Time：2020-10-23

# introduction

Icnet is a model focusing on real-time semantic segmentation, which means it runs faster, has smaller model and less parameters. However, the improvement of these indicators will inevitably lead to the decline of performance accuracy, so the author proposes a cascaded network architecture to help restore image edge and other details. The author of this paper isHengshuang Zhao, Xiaojuan Qi, Xiaoyong Shen, Jianping Shi, Jiaya Jia

Original paper

# network structure

## velocity analysis

In convolution network, the V dimension of input characteristic graph is $C ^, H ^, w$, and the U dimension of output characteristic graph after volume and operation is $C ^, times H ^, ^,$, where C, h and W represent the length, width and channel number of characteristic graph respectively. Convolution operation realizes the mapping from V to u through a convolution kernel K with dimension of $C / times K / times K$, where $K / times K$represents the size of convolution kernel.
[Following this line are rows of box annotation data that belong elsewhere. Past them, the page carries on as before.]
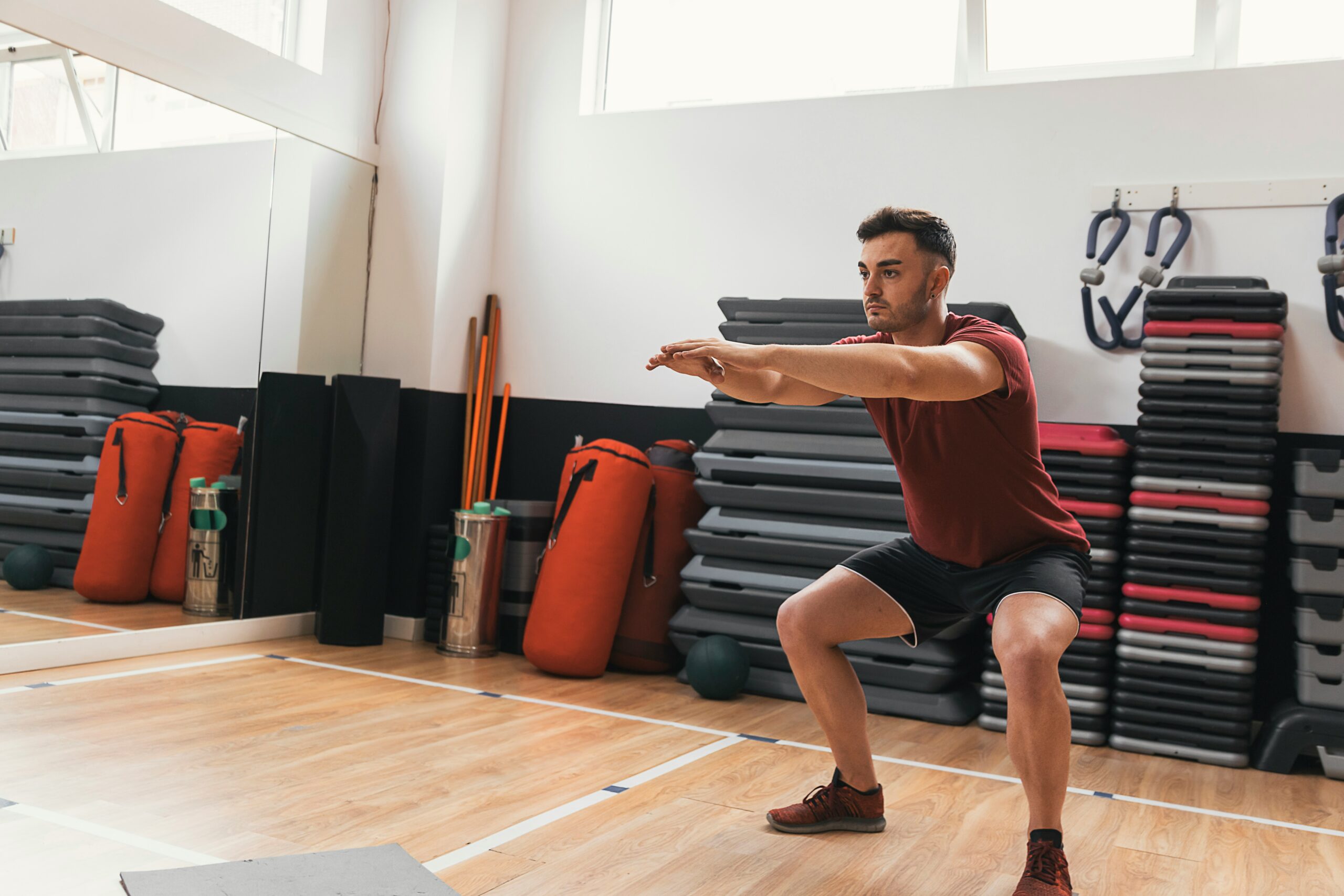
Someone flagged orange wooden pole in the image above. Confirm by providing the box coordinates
[463,336,490,509]
[476,300,500,501]
[490,383,513,501]
[457,317,476,500]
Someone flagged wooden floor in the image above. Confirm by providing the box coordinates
[0,638,1344,896]
[0,582,216,644]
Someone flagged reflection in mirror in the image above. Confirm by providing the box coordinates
[0,24,375,665]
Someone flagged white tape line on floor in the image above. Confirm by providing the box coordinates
[0,803,226,865]
[425,737,744,874]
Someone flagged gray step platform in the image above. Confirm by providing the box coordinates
[0,314,154,348]
[1116,644,1255,676]
[677,666,980,725]
[669,631,974,693]
[1129,507,1269,532]
[1293,449,1344,500]
[1142,336,1284,355]
[0,507,89,532]
[694,451,900,492]
[0,298,164,336]
[0,356,159,387]
[695,480,906,523]
[682,529,864,568]
[0,336,159,367]
[0,392,149,416]
[1109,735,1251,768]
[0,411,116,438]
[704,430,891,465]
[976,713,1106,747]
[1289,545,1344,596]
[1138,352,1284,371]
[668,606,980,674]
[1287,498,1344,548]
[0,371,159,406]
[0,525,83,553]
[681,556,830,594]
[704,402,878,438]
[696,508,910,547]
[1138,367,1282,388]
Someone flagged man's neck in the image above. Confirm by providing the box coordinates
[890,296,948,348]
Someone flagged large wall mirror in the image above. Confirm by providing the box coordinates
[0,24,375,672]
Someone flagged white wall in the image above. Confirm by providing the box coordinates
[364,0,508,391]
[0,140,274,387]
[489,0,1344,433]
[0,0,390,164]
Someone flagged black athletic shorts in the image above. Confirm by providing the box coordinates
[840,536,1091,646]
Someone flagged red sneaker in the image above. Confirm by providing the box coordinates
[1012,840,1074,896]
[765,768,887,834]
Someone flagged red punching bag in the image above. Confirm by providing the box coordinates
[149,423,243,603]
[612,439,706,672]
[523,439,653,678]
[74,413,190,603]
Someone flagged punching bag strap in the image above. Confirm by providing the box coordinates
[545,458,597,550]
[111,427,127,507]
[644,483,658,588]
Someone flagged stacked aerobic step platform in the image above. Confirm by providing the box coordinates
[980,423,1130,745]
[1110,277,1287,767]
[0,298,164,588]
[1253,449,1344,779]
[670,298,1022,725]
[425,501,555,654]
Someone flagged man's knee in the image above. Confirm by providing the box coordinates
[775,591,816,651]
[994,631,1060,681]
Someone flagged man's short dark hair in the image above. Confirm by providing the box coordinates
[859,206,957,273]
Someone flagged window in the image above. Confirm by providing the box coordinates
[1236,0,1344,66]
[111,71,276,151]
[160,0,327,72]
[605,0,958,111]
[579,0,1344,113]
[0,31,276,159]
[985,0,1195,71]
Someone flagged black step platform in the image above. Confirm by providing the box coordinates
[1251,699,1344,775]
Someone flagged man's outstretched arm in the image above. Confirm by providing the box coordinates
[664,340,1006,402]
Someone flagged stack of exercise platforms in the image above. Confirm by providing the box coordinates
[980,423,1129,745]
[1254,449,1344,778]
[1110,277,1287,767]
[0,298,163,588]
[425,501,555,654]
[670,298,1022,725]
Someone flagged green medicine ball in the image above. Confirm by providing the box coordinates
[686,634,751,700]
[4,544,55,591]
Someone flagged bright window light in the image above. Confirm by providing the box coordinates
[159,0,327,72]
[972,0,1199,71]
[113,71,276,151]
[602,0,960,111]
[1236,0,1344,66]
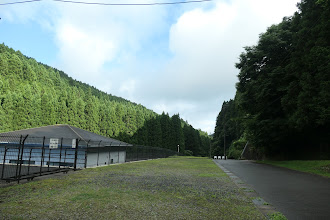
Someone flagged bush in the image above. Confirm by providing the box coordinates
[228,138,246,159]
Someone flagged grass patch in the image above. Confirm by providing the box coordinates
[258,160,330,177]
[0,157,264,219]
[268,212,287,220]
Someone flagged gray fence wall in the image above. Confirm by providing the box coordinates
[0,136,177,182]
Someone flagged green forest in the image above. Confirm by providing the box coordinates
[212,0,330,159]
[0,44,210,156]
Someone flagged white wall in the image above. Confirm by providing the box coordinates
[86,151,126,167]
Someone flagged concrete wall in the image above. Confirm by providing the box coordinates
[86,151,126,167]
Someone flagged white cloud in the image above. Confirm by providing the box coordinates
[135,0,296,132]
[0,0,298,132]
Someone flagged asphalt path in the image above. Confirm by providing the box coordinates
[214,160,330,220]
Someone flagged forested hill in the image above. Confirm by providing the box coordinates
[0,44,210,155]
[212,0,330,159]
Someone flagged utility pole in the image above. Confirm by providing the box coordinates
[223,124,226,160]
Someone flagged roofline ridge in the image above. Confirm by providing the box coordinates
[2,125,55,133]
[66,125,87,143]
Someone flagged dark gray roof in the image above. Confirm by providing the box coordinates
[0,124,131,147]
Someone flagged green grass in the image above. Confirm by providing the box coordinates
[268,212,287,220]
[258,160,330,177]
[0,157,265,219]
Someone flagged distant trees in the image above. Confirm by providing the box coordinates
[0,44,210,156]
[212,0,330,159]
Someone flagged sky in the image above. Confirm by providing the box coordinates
[0,0,298,134]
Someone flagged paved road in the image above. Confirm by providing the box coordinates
[214,160,330,220]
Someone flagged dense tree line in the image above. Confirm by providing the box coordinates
[212,0,330,159]
[0,44,210,156]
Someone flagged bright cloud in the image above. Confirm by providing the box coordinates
[0,0,298,133]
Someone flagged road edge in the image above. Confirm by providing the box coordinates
[213,160,279,219]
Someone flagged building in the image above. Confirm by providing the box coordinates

So the number of convolution operations is $C ^, CK ^ 2H ^, w ^,$. Because $H ^, = \ frac {h} {s}, w ^, = \ frac {w} {s}$, the operation quantity formula can be transformed into $C ^, CK ^ 2H {w} {s ^ 2}$.

From the above final formula, it can be seen that the computational complexity depends on the resolution (W, H), the number of channels (c) and the number of convolution kernels ($C ^,$).

(b) in the above figure shows the calculation amount of each layer for pspnet50 to process two different resolution images. The blue curve represents the image with a resolution of $1024 / times2048$and the green curve is $512 / times1024$. It can be found that for the images with high resolution, the computational complexity in Stage5 is greatly increased.

## framework

It is very difficult to choose between speed and accuracy. Reducing the complexity of the model can improve the speed, but it will greatly reduce the accuracy, and the complex model is very time-consuming. The author does not choose any one of them, but combines the two to propose a cascaded network structure, i.e. image cascade network

It uses three kinds of different resolution images, which are the original image, the size of the original image of $\ frac {1} {2}$and the size of the original image of $\ frac {1} {4}$as input. The traditional large-scale semantic segmentation network for the original image consumes a lot of calculation, so the author uses the traditional segmentation network to segment the image of $/ frac {1} {4}$. Because the image resolution is much smaller, the calculation is very small (as can be seen from the pspnet50 processing different resolution images). To be specific, we use pspnet to subsample the graph with a size of $\ frac {1} {4}$by 8 times, and then we can get the feature graph with the size of the original image $\ frac {1} {32}$(as shown in the first line above). In order to obtain better segmentation effect, the original image and the $/ frac {1} {2}$image are used to restore the image details. The original image is only 8 times down sampled with the previous feature image, and the original image is only 8 times down sampled by a very simple CNN network, then CFF operation is performed with the fusion feature image of the previous level, and then the original image size is restored by up sampling.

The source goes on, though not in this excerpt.